Şimdi biraz da örnekler üzerinden konuşalım. İngiltere hükümeti, dünyanın en büyük şirketlerini “net sıfır” hedefine ulaştırmak için 200 milyon sterlinlik bir plan yürütüyor. Ne güzel, değil mi? Kulağa çevreci geliyor. Ama bizzat yetkililer bu projelerin “yeşil aklama” olarak görülebileceğini kabul etmiş durumda.Projenin en büyük ayağı Brezilya’nın Para eyaletinde. 180 milyon dolarlık bir karbon kredisi anlaşması. Ancak Brezilya savcıları bu anlaşmanın yerli halkların onayı olmadan yapıldığını ve yasaları ihlal ettiğini söylüyor. Dava açılmış durumda. Yani ormanlar üzerinden “yeşil” para kazanmak isteyenlerin eli, hem hukuken hem vicdanen kirli.

Üstelik bu programlar içinde öyle örnekler var ki, “yeşil” kavramının içi çoktan boşaltılmış. Amazon ormanlarının ortasından geçen 52 milyon sterlinlik bir yol projesi…Dünyanın en zengin otel zincirlerinden birine verilen güneş paneli hibeleri…Uganda’da çiftçileri açlığa sürükleyen bataklık “yeniden yabanlaştırma” çalışmaları…Ve denize kıyısı olmayan Afrika ülkelerinde “okyanus plastik kirliliğiyle mücadele” programları!
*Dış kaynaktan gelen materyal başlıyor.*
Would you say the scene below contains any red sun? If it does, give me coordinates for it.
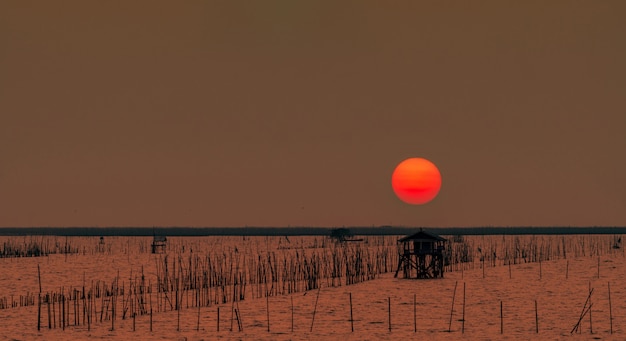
[391,157,441,205]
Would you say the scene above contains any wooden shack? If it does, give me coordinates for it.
[394,229,446,278]
[152,235,167,253]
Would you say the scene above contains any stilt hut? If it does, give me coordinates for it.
[394,229,446,278]
[152,235,167,253]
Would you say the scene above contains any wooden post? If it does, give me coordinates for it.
[387,297,391,332]
[535,300,539,333]
[413,294,417,333]
[310,285,322,332]
[448,281,456,333]
[348,292,354,332]
[461,282,465,333]
[46,292,52,329]
[500,301,504,334]
[607,282,613,334]
[37,264,41,331]
[589,281,593,334]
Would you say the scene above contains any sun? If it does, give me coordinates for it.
[391,157,441,205]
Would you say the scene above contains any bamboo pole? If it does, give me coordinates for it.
[387,297,391,332]
[448,281,456,333]
[348,292,354,333]
[461,282,465,333]
[310,285,322,332]
[607,282,613,334]
[500,301,504,334]
[535,300,539,334]
[265,289,270,333]
[589,281,593,334]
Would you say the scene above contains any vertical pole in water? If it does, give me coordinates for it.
[46,292,52,329]
[413,294,417,333]
[348,292,354,332]
[265,290,270,333]
[461,282,465,333]
[37,264,41,331]
[500,301,504,334]
[310,285,322,332]
[608,282,613,334]
[589,281,593,334]
[509,260,512,279]
[448,281,459,333]
[196,291,200,331]
[535,300,539,333]
[387,297,391,332]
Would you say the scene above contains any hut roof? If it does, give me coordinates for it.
[398,229,446,243]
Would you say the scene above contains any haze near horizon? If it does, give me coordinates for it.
[0,1,626,227]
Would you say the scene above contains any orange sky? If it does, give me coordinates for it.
[0,0,626,227]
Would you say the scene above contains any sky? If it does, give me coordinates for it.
[0,0,626,227]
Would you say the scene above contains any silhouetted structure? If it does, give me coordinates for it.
[152,235,167,253]
[394,229,446,278]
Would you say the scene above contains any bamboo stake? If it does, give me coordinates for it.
[535,300,539,334]
[448,281,456,333]
[348,292,354,333]
[413,294,417,333]
[500,301,504,334]
[607,282,613,334]
[310,285,322,332]
[589,281,593,334]
[37,264,41,331]
[265,290,270,333]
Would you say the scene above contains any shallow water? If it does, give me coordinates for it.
[0,236,626,340]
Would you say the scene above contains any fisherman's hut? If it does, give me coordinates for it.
[152,235,167,253]
[394,229,446,278]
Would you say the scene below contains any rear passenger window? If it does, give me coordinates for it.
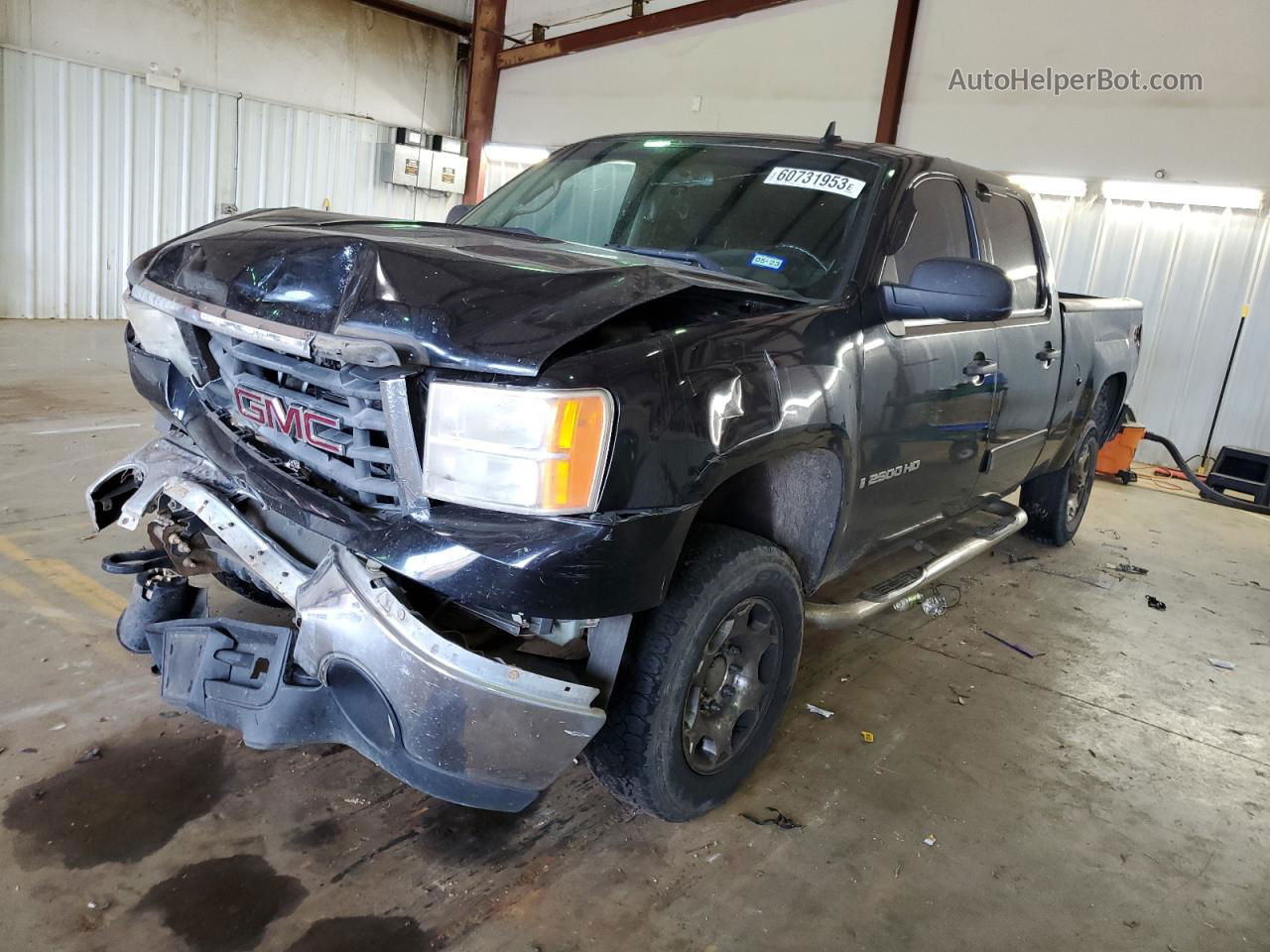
[881,178,971,285]
[979,194,1040,311]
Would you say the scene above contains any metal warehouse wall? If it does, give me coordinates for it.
[0,47,458,317]
[1036,196,1270,463]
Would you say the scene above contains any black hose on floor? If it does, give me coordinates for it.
[1142,430,1270,516]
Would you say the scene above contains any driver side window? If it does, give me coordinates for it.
[881,178,972,285]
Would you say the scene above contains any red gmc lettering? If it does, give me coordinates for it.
[234,387,344,456]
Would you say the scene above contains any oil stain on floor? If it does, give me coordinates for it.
[3,735,232,870]
[137,853,309,952]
Adına iklim yardımı denilen bu garabet, bir çevre politikası değil; bir itibarsızlık projesi.
“Uluslararası İklim Finansmanı” (ICF) adıyla yürütülen bu sistemin 11,6 milyar sterlinlik bütçesi var. Paralar akıyor, şirketler kendilerini “karbonsuz” ilan ediyor. Kağıt üzerinde herkes “yeşil.”Gerçekteyse Amazon’un kalbine asfalt dökülüyor, yerli halklar topraklarından ediliyor.
İngiltere Enerji Bakanlığı kendi belgelerinde itiraf ediyor:“Karbon piyasalarına güven azaldı. Bu işin itibarsızlık riski var.”

Ama yine de projeyi onaylıyorlar.Neden mi? Çünkü “yeşil aklama” işliyor.Sistemin özü bu: Kirleten öder, ama doğaya değil, başka bir kirleticiye!LEAF Koalisyonu adı altında kurulan bu sözde çevre girişimi, hükümetlerin ve büyük şirketlerin desteğiyle karbon piyasası yaratıyor. Yani kısacası, bazı şirketler para verip vicdan satın alıyor.Kârlarını aklıyorlar, doğayı değil.

Amazon Watch’ın dediği gibi, bu sistem “kirlet, sonra parayla temizlenmiş gibi görün” mantığının ta kendisi. Gerçek çevreciler, bu türden karbon ticaretinin iklim kriziyle mücadeleyi geciktirdiğini biliyor. Ama politikacılar için önemli olan COP zirvelerinde kürsüye çıkıp “liderlik” pozlarında konuşmak.

COP30’da bir kez daha ortaya atılan bu iddialar, aslında dünyanın iklim politikalarının riyakârlığını bir kez daha gözler önüne seriyor.Bir yanda ormanları yok eden yollar, diğer yanda “yeşil finans” tabelaları.

Bu bir dönüşüm değil, bir aldatmacadır.Dünya, karbon kredisi alım satımıyla değil, kirletenin gerçekten durdurulmasıyla kurtulacak.

COP30’da yüzlerce bilim insanı biyoyakıt kullanımının yaygınlaşmasının durdurulması çağrısında bulundu. Üretimleri İtalya’nın yüzölçümüne eşit 32 milyon hektar tarım arazisi gerektiriyor ve ulaşım yakıtının sadece yüzde 4’ünü oluşturuyor.Biyoyakıt insanlığı aç bırakabilir. Bu konuyu ayrıca yazacağım.